Güncelleme Tarihi:
Elif DEMİRCİ/İZMİR, (DHA)- TÜRKİYE Kadın Dernekleri Federasyonu Başkanı Canan Güllü, kadın şiddeti, ensest, cinsel istismar ve çocuk tacizini önlemek için mücadele ederken bir işadamının "Benim ortanca hanım" sözleri, Aile ve Sosyal Politikalar Bakanı'nın tecavüz skandalına ilişkin "Bir kere olması karalamak için gerekçe olamaz" sözlerinin insan onuruyla alay etmek olduğunu söyledi. Güllü, tepki göstermenin sadece kadın dernekleri ve ilgili sivil toplum kuruluşlarının işi olmadığını anlatırken, "Uçurumdan düşen Türkiye'nin geleceğini kurtarmak hepimizin işi" dedi.

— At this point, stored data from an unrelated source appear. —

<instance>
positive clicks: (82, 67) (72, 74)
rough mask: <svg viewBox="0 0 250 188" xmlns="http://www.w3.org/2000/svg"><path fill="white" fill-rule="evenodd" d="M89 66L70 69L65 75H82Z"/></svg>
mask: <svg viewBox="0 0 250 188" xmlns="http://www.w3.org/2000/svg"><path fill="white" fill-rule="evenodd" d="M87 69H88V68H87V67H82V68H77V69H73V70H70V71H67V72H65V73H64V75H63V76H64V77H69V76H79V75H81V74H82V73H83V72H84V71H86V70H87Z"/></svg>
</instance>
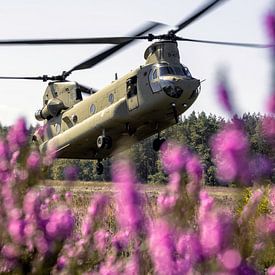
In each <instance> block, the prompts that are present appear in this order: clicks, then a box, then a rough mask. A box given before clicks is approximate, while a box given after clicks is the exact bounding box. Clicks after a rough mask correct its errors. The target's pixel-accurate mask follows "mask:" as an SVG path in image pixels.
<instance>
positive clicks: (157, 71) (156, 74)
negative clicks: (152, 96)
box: [153, 69, 158, 79]
mask: <svg viewBox="0 0 275 275" xmlns="http://www.w3.org/2000/svg"><path fill="white" fill-rule="evenodd" d="M157 77H158V71H157V69H155V70H154V72H153V79H156V78H157Z"/></svg>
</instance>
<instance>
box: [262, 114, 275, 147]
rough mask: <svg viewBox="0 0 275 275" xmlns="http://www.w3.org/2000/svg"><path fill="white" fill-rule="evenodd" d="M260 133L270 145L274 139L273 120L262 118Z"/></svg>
mask: <svg viewBox="0 0 275 275" xmlns="http://www.w3.org/2000/svg"><path fill="white" fill-rule="evenodd" d="M261 132H262V134H263V136H264V137H265V138H267V139H268V140H269V141H271V142H272V143H273V142H274V139H275V118H274V117H264V118H263V119H262V121H261Z"/></svg>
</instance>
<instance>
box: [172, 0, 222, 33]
mask: <svg viewBox="0 0 275 275" xmlns="http://www.w3.org/2000/svg"><path fill="white" fill-rule="evenodd" d="M223 1H226V0H214V1H213V0H212V1H211V2H210V3H209V4H206V5H205V6H203V7H201V8H200V9H199V10H198V11H197V12H195V13H194V14H193V15H191V16H190V17H189V18H187V19H185V20H184V21H182V22H180V23H179V24H178V25H177V29H175V30H172V32H173V33H174V34H175V33H177V32H179V31H180V30H182V29H183V28H185V27H186V26H188V25H189V24H191V23H192V22H194V21H195V20H197V19H198V18H199V17H200V16H202V15H205V14H206V13H207V12H209V11H210V10H211V9H212V8H214V7H215V6H217V5H218V4H221V3H222V2H223Z"/></svg>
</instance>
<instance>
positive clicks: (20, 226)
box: [8, 219, 25, 243]
mask: <svg viewBox="0 0 275 275" xmlns="http://www.w3.org/2000/svg"><path fill="white" fill-rule="evenodd" d="M24 227H25V223H24V221H23V220H21V219H11V220H10V221H9V224H8V232H9V234H10V236H11V238H12V240H13V241H14V242H15V243H22V242H23V239H24Z"/></svg>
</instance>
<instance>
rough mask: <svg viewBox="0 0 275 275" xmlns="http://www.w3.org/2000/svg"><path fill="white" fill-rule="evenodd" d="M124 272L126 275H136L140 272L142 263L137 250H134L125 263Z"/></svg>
mask: <svg viewBox="0 0 275 275" xmlns="http://www.w3.org/2000/svg"><path fill="white" fill-rule="evenodd" d="M123 274H125V275H135V274H141V273H140V263H139V255H138V253H137V252H134V253H133V254H132V256H131V258H130V260H128V262H127V263H126V265H125V268H124V270H123Z"/></svg>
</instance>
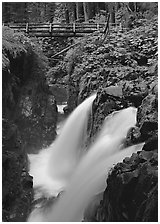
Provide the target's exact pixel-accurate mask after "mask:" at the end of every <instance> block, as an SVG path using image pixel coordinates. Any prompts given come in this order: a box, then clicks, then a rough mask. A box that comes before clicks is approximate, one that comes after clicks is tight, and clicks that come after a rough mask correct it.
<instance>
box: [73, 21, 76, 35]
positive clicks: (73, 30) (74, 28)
mask: <svg viewBox="0 0 160 224" xmlns="http://www.w3.org/2000/svg"><path fill="white" fill-rule="evenodd" d="M73 33H76V24H75V23H73Z"/></svg>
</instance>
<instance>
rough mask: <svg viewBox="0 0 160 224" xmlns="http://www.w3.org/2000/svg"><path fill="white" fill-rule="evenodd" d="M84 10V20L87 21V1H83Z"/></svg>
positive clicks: (83, 8)
mask: <svg viewBox="0 0 160 224" xmlns="http://www.w3.org/2000/svg"><path fill="white" fill-rule="evenodd" d="M83 10H84V20H85V22H87V21H88V20H89V17H88V12H87V2H83Z"/></svg>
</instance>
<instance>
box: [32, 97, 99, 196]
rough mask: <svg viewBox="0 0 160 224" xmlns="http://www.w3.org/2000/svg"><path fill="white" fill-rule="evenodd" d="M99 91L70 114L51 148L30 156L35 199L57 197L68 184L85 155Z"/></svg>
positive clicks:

Türkiye Kadın Dernekleri Federasyonu Başkanı Canan Güllü, kadına yönelik şiddet, çocuk istismarını önlemek için mücadele ederken Aile ve Sosyal Politikalar Bakanı Sema Ramazanoğlu'nun Ensar Vakfı'nın evlerinde gerçekleşen tecavüz skandalı sonrası "Bir kere olması karalamak için gerekçe olamaz" sözleriyle İşadamı Ali Ağaoğlu'nun "Ortanca hanımla İstiklal Caddesi'ne gittim. Millet fakir, karanfil bırakıyor, ben gül bıraktım" sözlerine tepki gösterdi. Canan Güllü, Ağaoğlu'nun Medeni Yasası'nın tek eşlilik maddesiyle dalga geçer gibi 'ortanca hanım' demesinin hakaret olduğunu belirterek terör eylemi sonrası ölenler için fakirler karanfil bırakırken kendisinin zenginliğinden gül bırakmasını, dinleyicilerin de buna gülmesini akıl dışı bulduğunu ifade etti. Güllü, şöyle konuştu:
"Artan kadın şiddeti, ensest, çocuk tacizini önlemek için mücadele ederken adeta dinin cinselliğe eşitlendiği bir zamanı yaşıyoruz. Güvenlik kaygısıyla hayatlarımız değersizleşirken, sokağa çıkmaktan korkar hale gelmişken kendi egolarını tatmin edenlerin sapık zihniyetine maruz kalıyoruz. Türkiye Kadın Dernekleri Federasyonu olarak nereye nasıl yetişeceğimizi şaşırdık. Bartın'da ensestle mücadele ederken Karaman'da taciz, Diyarbakır'da cinsel istismar patlıyor. Cinsel istismarda erken boşalmayı gerekçe göstererek cezayı düşüren mahkemelerle uğraşırken öte yandan Aile Bakanı'nın "Bir kere olması karalamak için gerekçe olamaz" sözlerini duyuyoruz. Vatandaş, federasyonun ihbar telefonlarından elektronik posta adreslerinden ve sosyal medya hesaplarından bize ulaşıyor. Halk artık yerinde duramıyor. Çünkü ülke yıllardır sessiz kalarak gelişmeleri izledi. Artık susmuyor. Pisliklerin üstünün örtülmesini istemiyor. Halkımız gördü ki sadece derneklerin, sivil toplum kuruluşlarının konuşmasıyla olmuyor, bu ülke meselesi. Uçurumdan düşen Türkiye'nin geleceğini kurtarmak hepimizin işi."